In my heterodox mind, I look at the logic of haplogroup distributions differently. All these A8, A10, C5, D4, G, Z, Y etc. lineages must have formed and spread since the separation between Old World and New World populations, since they are not found in the Americas.
Ainu presumably picked their mtDNA C3 lineages from Nivkhs (see Tajima quoted in the post). I wonder if they got they mtDNA Ys from Nivkhs, too, although N9b is not found in Nivkhs.
No Asian haplogroup D sequences, to my knowledge, have New World-specific 2092T (which is the D1 coding region marker). Therefore, there is no evidence of the back-migration of this particular sequence type.
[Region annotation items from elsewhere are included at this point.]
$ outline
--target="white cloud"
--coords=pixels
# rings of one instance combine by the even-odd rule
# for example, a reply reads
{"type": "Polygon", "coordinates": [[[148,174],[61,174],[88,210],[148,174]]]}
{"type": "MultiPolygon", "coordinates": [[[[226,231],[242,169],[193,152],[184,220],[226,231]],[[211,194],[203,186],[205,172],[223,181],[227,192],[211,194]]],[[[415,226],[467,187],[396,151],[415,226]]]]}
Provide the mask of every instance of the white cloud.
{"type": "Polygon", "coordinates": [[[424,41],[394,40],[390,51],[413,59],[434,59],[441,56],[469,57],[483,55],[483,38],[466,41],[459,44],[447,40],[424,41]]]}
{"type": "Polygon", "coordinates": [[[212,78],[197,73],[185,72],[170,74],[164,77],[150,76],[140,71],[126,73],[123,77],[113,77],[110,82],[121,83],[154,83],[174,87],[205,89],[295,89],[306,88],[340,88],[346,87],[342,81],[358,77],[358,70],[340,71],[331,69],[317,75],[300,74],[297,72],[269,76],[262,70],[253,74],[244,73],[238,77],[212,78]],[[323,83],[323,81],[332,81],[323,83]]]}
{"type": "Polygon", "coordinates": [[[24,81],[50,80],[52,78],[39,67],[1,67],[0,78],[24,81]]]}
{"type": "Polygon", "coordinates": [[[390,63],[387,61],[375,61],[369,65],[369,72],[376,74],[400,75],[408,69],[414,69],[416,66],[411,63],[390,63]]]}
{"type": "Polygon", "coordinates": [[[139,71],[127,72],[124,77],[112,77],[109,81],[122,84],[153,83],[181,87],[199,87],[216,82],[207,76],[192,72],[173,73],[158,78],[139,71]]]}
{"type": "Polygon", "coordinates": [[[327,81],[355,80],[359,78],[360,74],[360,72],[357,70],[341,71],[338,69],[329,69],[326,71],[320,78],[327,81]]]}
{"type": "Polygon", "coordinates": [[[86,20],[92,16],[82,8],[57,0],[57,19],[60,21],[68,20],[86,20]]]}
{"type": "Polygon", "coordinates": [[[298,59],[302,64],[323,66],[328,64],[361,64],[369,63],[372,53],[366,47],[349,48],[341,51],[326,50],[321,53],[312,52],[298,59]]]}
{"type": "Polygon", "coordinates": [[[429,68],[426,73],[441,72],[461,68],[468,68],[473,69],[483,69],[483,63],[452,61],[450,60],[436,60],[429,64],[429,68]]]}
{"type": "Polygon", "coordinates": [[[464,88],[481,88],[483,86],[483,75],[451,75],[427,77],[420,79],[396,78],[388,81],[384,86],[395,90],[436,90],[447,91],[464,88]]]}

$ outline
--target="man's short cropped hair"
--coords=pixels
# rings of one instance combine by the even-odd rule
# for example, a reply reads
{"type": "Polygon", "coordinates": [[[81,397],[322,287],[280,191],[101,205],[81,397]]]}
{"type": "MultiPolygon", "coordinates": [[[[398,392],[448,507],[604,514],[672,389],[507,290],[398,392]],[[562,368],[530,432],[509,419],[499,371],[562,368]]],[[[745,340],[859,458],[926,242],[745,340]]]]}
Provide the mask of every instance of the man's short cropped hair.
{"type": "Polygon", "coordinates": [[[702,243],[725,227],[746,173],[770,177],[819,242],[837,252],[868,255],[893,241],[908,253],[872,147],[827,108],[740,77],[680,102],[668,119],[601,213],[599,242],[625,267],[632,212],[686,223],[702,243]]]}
However, some Asian D & G sequences are indistinguishable from D1 *in the first hypervariable region*. When the remaining portions of the sequences are amplified, there are fairly substantial differences between the Ulchi and Jomon D1 look-alikes and D1. In fact, the Ulchi/Jomon ‘D’ sequences which contain 16325C are closer to the ‘On Your Knees Cave’ D4h3 than to D1 based upon coding region mutations. Adachi (2011) corrected the classification provided in their 2009 article:
“In our previous study (Adachi et al., 2009), some of
the Hokkaido Jomon mtDNAs were assigned to the haplogroup formerly named as D1a (Starikovskaya et al., 2005) or D10 (Volodko et al., 2008). According to additional coding region analyses, this haplogroup is now renamed as haplogroup D4h2 (Van Oven and Kayser, 2009).
These articles are worth looking at, though, due to the Jomon N9b sequences which, as I wrote earlier, are phyogenetically related to the Ainu/Nivkhi Y. The Ulchi also have a substantial amount of ‘Y’ sequences.
The way that the Amur region differs from most other East Asian is the higher frequencies of sequences belonging to the N (xR) group of haplogroups; to which Asian/Native American ‘A’ belong. ‘N (xR) sequences did not derive from any M or R haplogroups but they eventually have to connect with SE Asian, Australian Aborigine N(xR) haplogroups and those of western Eurasia.
While the distribution of N9b would really help, these sequences are difficult to recognize via HVR I mutations alone.